Francois married Pélagie (Bienvenu) Janis and had 8 children: Marie-Louise Janis (1790-1827), Francois Bienvenu Janis (b. October 17th, 1793), Emilie Renee (1794-1878), Antoine Bienvenu Janis (b. July 30, 1795), Aurore Janis (b. August 19th, 1802), Emelia Janis (1806-1829), Henry Bienvenu Janis (b. September 14th, 1808), and Felix Janis (b. November 21st, 1810). Francois acquired the Janis House in 1796 from his father, Nicolas, although Nicolas continued to live in the home. In 1803, Francois entered into a contract with stone masons for the stone wall in front of the building in order to keep the house from sliding down the hill. It may have been around this time that Francois opened Green Tree Tavern and Inn, after his father had passed. It is possible Francois used the attic space for the inn, the south end of the house as living space, and the north end as the tavern.  

After the Louisiana Purchase in 1803, members of the Freemasons moved to the area. In 1806, a group of Masons sent a petition to the Grand Lodge of Pennsylvania requesting to form Louisiana Lodge 109 in Ste. Genevieve. It was approved on July 17, 1807, making it the first Masonic Lodge west of the Mississippi River. Francois’ tavern was used as the first meeting place on November 14, 1807. Francois passed away in 1832 and left the building to his family. In 1833, the Janis family sold it to the Mathias Ziegler and his family, who continued the businesses.  

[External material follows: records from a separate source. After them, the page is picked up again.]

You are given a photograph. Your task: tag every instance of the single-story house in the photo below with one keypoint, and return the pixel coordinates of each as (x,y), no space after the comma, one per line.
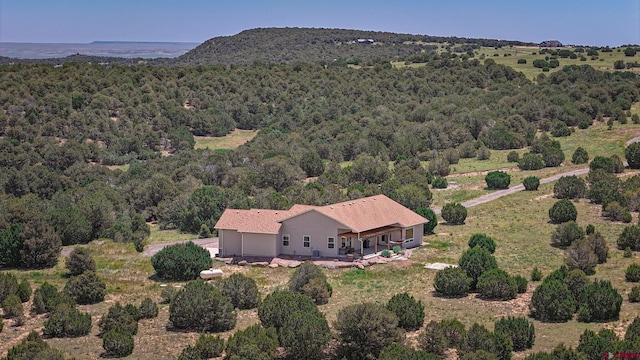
(359,226)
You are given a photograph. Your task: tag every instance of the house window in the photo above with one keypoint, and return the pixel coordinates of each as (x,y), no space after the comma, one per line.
(408,235)
(306,241)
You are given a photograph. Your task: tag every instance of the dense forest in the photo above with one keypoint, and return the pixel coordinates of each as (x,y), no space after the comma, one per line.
(61,126)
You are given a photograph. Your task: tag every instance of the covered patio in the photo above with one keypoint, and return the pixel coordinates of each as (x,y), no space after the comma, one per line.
(370,241)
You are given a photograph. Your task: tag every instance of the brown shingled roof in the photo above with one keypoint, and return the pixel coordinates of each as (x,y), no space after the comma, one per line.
(258,221)
(358,215)
(370,213)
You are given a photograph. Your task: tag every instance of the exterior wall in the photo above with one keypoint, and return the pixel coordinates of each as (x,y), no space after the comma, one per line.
(230,243)
(259,245)
(418,233)
(316,225)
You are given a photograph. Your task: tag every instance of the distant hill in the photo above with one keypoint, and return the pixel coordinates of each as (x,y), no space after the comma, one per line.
(287,45)
(290,45)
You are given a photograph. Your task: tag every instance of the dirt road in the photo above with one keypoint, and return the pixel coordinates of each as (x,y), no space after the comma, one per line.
(512,190)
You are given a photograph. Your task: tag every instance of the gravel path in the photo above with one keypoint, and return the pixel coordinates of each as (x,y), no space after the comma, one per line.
(512,190)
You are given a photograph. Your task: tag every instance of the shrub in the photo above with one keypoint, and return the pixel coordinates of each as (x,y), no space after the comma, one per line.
(531,161)
(531,183)
(513,156)
(33,347)
(593,346)
(552,157)
(432,339)
(536,274)
(255,342)
(632,154)
(602,300)
(364,329)
(452,282)
(563,211)
(483,153)
(632,274)
(190,353)
(167,294)
(503,346)
(475,262)
(8,285)
(439,183)
(634,294)
(477,338)
(454,213)
(497,180)
(242,291)
(86,288)
(580,156)
(79,261)
(67,321)
(24,290)
(630,237)
(569,187)
(599,246)
(618,165)
(118,319)
(148,309)
(276,307)
(305,335)
(552,302)
(202,307)
(46,298)
(627,252)
(209,346)
(181,261)
(12,307)
(483,241)
(134,311)
(117,344)
(519,329)
(590,229)
(633,330)
(580,255)
(429,215)
(575,281)
(496,284)
(521,284)
(410,312)
(566,234)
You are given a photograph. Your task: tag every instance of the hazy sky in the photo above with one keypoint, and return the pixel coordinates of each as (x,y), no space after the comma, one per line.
(586,22)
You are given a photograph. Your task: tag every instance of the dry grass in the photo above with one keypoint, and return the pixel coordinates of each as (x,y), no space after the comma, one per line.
(236,138)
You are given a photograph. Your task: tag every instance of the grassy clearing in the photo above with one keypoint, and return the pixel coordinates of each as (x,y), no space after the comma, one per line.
(236,138)
(510,55)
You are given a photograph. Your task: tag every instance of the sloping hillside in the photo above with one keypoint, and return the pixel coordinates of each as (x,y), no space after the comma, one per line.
(290,45)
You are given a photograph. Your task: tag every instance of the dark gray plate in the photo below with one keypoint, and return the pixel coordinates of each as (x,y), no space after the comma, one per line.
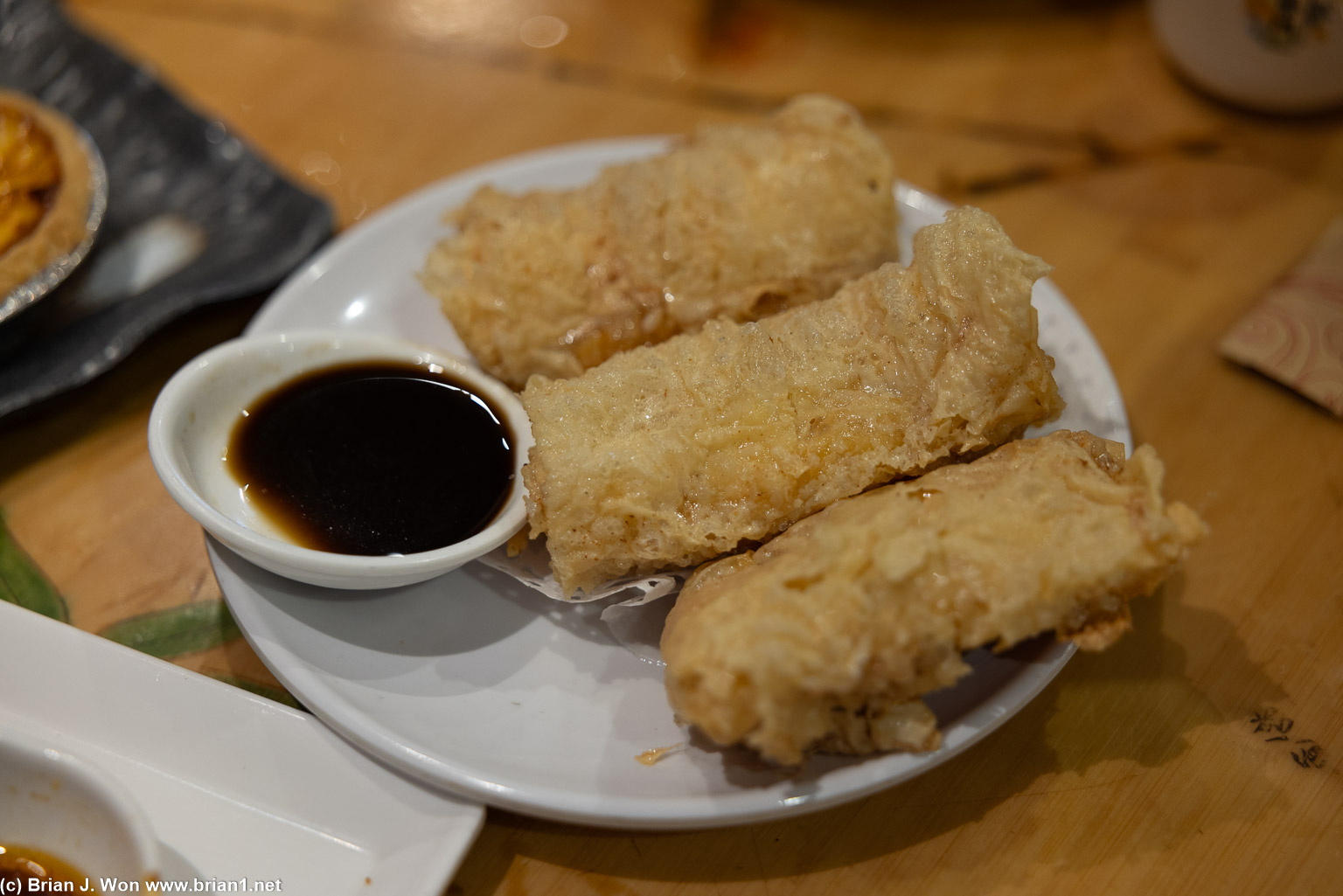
(193,215)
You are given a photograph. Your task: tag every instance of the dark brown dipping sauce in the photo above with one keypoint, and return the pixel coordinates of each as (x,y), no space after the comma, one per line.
(375,458)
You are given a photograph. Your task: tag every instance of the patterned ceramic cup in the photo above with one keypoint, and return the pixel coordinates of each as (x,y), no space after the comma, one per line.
(1270,55)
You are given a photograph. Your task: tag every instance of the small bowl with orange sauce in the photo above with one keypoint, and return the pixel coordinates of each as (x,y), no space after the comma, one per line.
(63,820)
(343,460)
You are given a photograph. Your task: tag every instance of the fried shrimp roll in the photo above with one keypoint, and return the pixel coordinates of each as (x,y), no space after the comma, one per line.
(734,222)
(827,636)
(672,455)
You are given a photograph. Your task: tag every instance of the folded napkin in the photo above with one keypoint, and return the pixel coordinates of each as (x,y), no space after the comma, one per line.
(1295,332)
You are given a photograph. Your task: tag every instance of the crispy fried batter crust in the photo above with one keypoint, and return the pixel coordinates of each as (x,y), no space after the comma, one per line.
(62,225)
(738,222)
(672,455)
(834,628)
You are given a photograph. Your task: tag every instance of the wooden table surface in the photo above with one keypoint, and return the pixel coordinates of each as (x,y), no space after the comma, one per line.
(1152,768)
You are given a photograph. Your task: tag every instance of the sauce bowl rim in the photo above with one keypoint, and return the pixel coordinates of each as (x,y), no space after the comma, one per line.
(183,392)
(40,754)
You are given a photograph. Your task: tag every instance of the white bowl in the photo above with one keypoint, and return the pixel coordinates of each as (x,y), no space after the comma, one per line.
(72,810)
(197,412)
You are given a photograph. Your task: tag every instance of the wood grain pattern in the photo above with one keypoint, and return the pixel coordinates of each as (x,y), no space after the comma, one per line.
(1166,215)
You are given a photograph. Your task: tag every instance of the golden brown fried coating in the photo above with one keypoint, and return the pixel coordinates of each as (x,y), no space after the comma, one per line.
(736,222)
(672,455)
(827,636)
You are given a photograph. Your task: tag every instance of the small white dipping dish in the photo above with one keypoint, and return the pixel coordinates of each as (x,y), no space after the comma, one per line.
(72,810)
(195,415)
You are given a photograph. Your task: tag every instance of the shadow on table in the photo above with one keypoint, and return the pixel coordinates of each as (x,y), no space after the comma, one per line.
(1105,723)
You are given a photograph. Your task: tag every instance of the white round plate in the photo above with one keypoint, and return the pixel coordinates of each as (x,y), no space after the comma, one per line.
(477,684)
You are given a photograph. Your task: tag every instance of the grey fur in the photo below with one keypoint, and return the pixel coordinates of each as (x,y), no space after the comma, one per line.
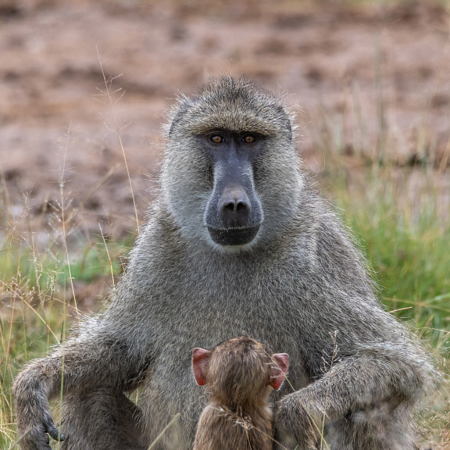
(300,281)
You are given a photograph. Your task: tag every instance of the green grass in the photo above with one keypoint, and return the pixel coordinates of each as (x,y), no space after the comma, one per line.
(406,244)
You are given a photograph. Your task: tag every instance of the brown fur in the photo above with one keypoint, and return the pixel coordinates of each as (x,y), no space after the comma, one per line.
(238,415)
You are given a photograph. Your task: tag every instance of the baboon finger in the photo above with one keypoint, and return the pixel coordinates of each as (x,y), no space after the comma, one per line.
(54,432)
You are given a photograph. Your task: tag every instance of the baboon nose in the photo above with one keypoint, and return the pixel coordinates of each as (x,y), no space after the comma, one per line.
(234,207)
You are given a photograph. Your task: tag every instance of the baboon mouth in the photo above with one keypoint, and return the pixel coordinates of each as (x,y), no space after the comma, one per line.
(233,236)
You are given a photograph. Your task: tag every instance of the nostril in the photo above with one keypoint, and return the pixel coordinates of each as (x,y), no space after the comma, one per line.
(241,206)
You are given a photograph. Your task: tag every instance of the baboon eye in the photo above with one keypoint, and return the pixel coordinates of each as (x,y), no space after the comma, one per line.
(249,139)
(217,139)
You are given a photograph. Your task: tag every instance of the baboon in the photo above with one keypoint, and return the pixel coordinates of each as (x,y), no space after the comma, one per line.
(240,374)
(238,242)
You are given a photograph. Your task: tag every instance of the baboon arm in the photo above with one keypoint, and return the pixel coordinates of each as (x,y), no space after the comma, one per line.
(384,374)
(80,365)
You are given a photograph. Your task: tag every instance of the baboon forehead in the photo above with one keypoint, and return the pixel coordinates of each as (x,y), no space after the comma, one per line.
(234,105)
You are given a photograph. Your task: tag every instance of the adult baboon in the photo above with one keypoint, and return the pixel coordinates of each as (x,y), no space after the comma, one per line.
(240,374)
(237,242)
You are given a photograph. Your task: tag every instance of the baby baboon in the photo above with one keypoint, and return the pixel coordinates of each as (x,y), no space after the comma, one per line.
(240,374)
(238,242)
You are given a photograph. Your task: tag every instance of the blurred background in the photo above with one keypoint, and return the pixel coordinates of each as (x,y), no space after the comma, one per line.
(84,90)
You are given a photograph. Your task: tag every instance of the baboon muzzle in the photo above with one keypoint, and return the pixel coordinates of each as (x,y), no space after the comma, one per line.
(234,213)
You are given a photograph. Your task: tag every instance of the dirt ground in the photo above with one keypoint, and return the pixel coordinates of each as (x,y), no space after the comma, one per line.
(330,59)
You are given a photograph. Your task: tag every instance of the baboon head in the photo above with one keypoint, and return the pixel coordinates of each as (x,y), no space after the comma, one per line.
(231,174)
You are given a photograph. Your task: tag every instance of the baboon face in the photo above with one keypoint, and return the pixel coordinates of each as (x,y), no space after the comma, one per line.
(233,213)
(231,173)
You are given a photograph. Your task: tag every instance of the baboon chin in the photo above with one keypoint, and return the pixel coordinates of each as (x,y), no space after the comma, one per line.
(233,236)
(287,273)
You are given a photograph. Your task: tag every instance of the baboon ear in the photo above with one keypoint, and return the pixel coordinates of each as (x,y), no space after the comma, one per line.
(200,358)
(278,369)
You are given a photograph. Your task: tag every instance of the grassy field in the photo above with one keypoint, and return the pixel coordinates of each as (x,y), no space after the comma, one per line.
(406,243)
(399,214)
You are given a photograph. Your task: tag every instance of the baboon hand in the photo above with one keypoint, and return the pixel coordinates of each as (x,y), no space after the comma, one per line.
(298,422)
(36,436)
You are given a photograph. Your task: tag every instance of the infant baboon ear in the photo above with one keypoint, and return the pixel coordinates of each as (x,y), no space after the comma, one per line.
(200,360)
(278,370)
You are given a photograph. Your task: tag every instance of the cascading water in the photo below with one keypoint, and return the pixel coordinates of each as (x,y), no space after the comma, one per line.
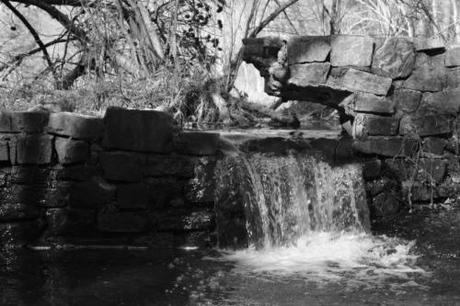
(304,216)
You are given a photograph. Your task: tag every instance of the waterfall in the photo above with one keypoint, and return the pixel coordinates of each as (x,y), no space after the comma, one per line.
(287,197)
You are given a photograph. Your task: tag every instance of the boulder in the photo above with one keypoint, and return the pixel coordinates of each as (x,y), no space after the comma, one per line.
(350,50)
(311,74)
(386,146)
(26,122)
(430,125)
(395,58)
(453,78)
(406,101)
(122,166)
(428,75)
(453,57)
(371,125)
(34,149)
(197,143)
(307,49)
(445,102)
(138,130)
(77,126)
(71,151)
(369,103)
(356,80)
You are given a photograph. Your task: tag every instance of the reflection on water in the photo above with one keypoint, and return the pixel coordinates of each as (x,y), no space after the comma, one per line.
(177,277)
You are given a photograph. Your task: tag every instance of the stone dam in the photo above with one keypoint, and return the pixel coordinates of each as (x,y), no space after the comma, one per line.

During a stay at Green Tree Tavern and Inn, a traveler named Thomas Ashe wrote of the place and family: “I... (was) put up in an inn which had strong indication of comfort. I was by no means disappointed; the landlord, a lively Frenchman, looked after my horses and his wife made me a cup of coffee with as much perfection as ever I drank at the Palais Royal or at the Pont Neuf.”